Introduction : Le ptérygion est une néoformation conjonctivo-élastique caractérisée par sa nature progressive et envahissante menaçant l'acuité visuelle et par sa tendance à la récidive à laquelle se heurtent les différentes techniques chirurgicales.

Matériel et méthodes : Nous proposons une étude prospective sur 52 yeux opérés par autogreffe conjonctivale sur des ptérygions primaires ou récidivés, réalisée sous microscope opératoire et sous anesthésie locale. Nous comparons nos résultats à la technique d'excision simple pratiquée pour 111 ptérygions dont 3 sont récidivants.

Résultats : La moyenne d'âge des patients opérés est de 45 ans, 30 ptérygions sont primaires (57,7 %) alors que 22 ptérygions sont récidivants (42,3 %).

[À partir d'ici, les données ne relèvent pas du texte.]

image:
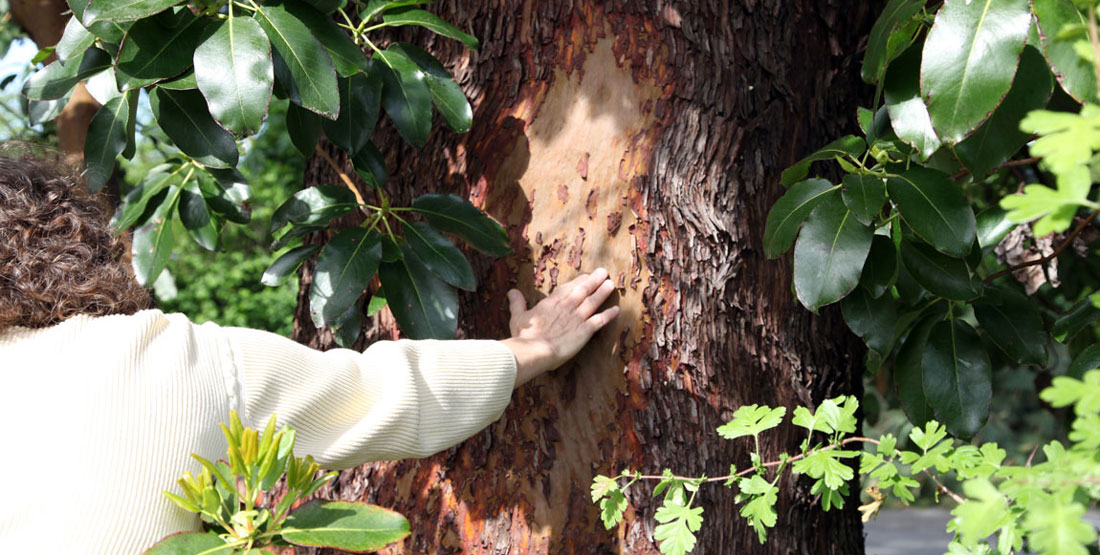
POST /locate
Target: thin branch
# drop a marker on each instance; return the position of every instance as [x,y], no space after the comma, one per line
[1051,256]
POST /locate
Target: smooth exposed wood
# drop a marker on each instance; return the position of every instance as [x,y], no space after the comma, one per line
[647,137]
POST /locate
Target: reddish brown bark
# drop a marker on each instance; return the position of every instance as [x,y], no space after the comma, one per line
[646,137]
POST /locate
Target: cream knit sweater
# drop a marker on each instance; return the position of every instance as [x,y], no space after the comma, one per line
[98,415]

Après un recul moyen de 1 an 2 mois, 5 ptérygions ont récidivé (10 %) dont deux seulement étaient primaires.

Discussion : L'autogreffe conjonctivale est une technique simple qui a été d'un grand apport dans le traitement du ptérygion. Elle entraîne une chute considérable du taux de récidive en comparaison à l'excision simple (55,9 % soit 62 cas avec un recul moyen de 12 mois).

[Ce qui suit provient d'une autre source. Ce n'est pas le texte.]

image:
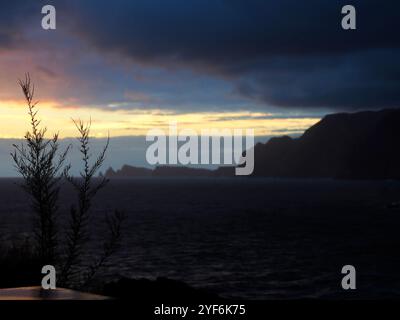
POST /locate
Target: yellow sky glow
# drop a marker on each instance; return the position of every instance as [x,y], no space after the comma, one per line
[15,121]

Conclusion : L'introduction de l'autogreffe conjonctivale dans la chirurgie du ptérygion nous a donné beaucoup de satisfaction car en plus de son efficacité, elle offre une simplicité de réalisation. Cette technique devrait avoir une indication plus large surtout chez les jeunes et dans les pays dont les conditions climatiques pourraient favoriser les récidives.

Abstract
Effectiveness of conjunctival autograft transplantation in pterygium surgery

Introduction: Pterygium is a fibrovascular overgrowth of bulbar cunjonctiva over the cornea and may produce visual impairment. Many surgical techniques and adjunctive therapies have been proposed but recurrence remains frequent.

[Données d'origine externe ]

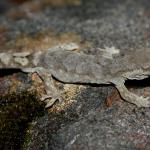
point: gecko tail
(130, 97)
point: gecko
(64, 63)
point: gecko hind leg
(52, 94)
(129, 96)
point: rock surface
(82, 120)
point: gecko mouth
(138, 83)
(6, 72)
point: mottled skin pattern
(109, 66)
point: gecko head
(65, 47)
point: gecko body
(109, 66)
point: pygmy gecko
(109, 66)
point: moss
(16, 111)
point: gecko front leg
(129, 96)
(51, 91)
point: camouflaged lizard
(109, 66)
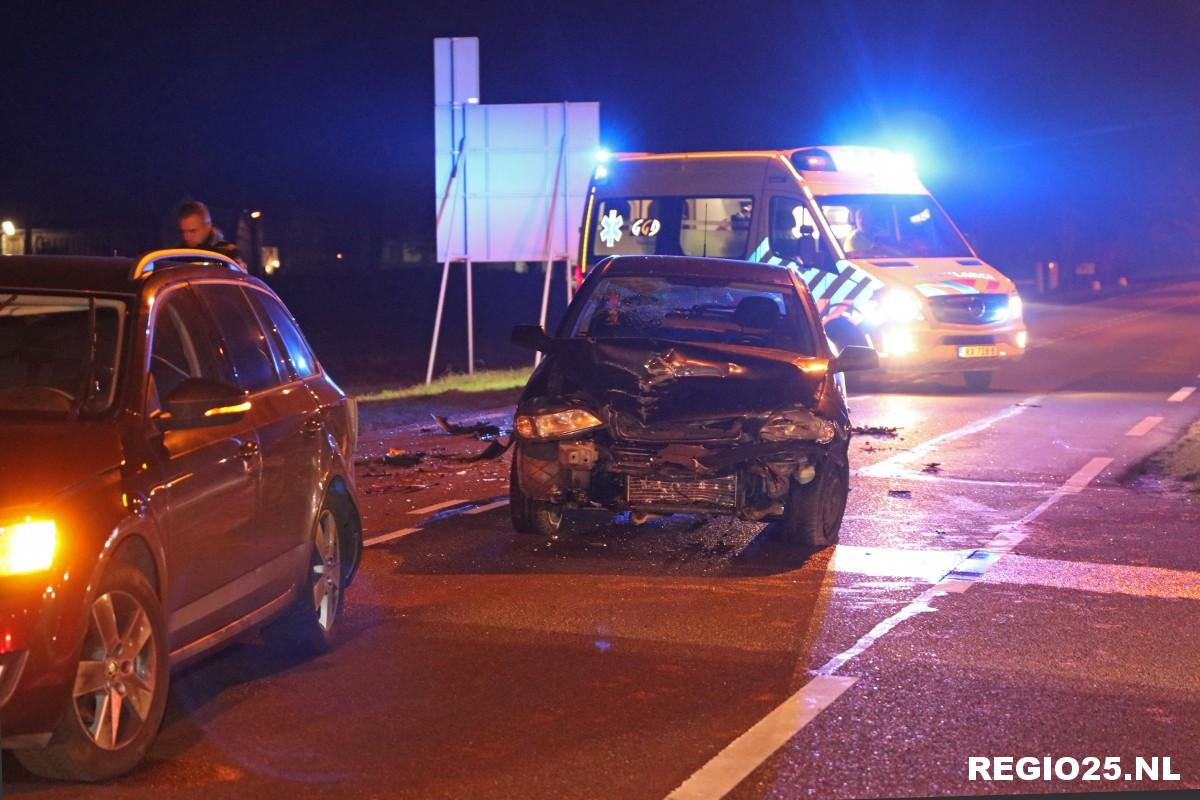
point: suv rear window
(249, 349)
(47, 360)
(297, 353)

Materials and methods: We report a prospective study of 52 eyes treated by limbal conjunctival autograft for primary and recurrent pterygium. We compare our results with the technique of simple excision performed in 111 cases of pterygium (3 being a recurrent pterygium).

Results: The mean age of the patients was 45 years. 30 cases of pterygium were primary (57.7%) and 22 were recurrent (42.3%). After an average follow-up of 14 months, the incidence of recurrence was 10%. Only 2 of these recurrent cases of pterygium were primary.

Discussion: Conjunctival autograft is a simple, safe, and highly effective procedure for the treatment of pterygium. It reduces the rate of recurrence more than simple excision (55.9% after a follow-up of 1 year).

Conclusion: The introduction of limbal conjunctival autograft for the treatment of pterygium meets three main goals: safety, good optical outcom and a lower rate of recurrence. This procedure could be accepted as a successful technique for cases with recurrent pterygium specially in younger patients and when the environment al factors lower the development of recurrent pterygium.


INTRODUCTION

Le ptérygion est une néoformation conjonctivo-élastique située dans l'aire de la fente palpébrale surtout du côté nasal.

Il est caractérisé par sa nature progressive et envahissante menaçant l'acuité visuelle et par sa tendance à la récidive à laquelle se heurtent différentes techniques chirurgicales.

Nous proposons une étude prospective portant sur 52 yeux opérés par une autogreffe conjonctivale. Nous exposons nos résultats, et nous discutons l'apport considérable de cette technique dans la chirurgie de ptérygion ainsi que ses limites et ses inconvénients.

MATÉRIEL ET MÉTHODES

Notre étude est faite sur 2 ans de janvier 1997 à juin 1999, intéressant 52 yeux opérés par autogreffe conjonctivale pour des ptérygions primaires ou récidivés.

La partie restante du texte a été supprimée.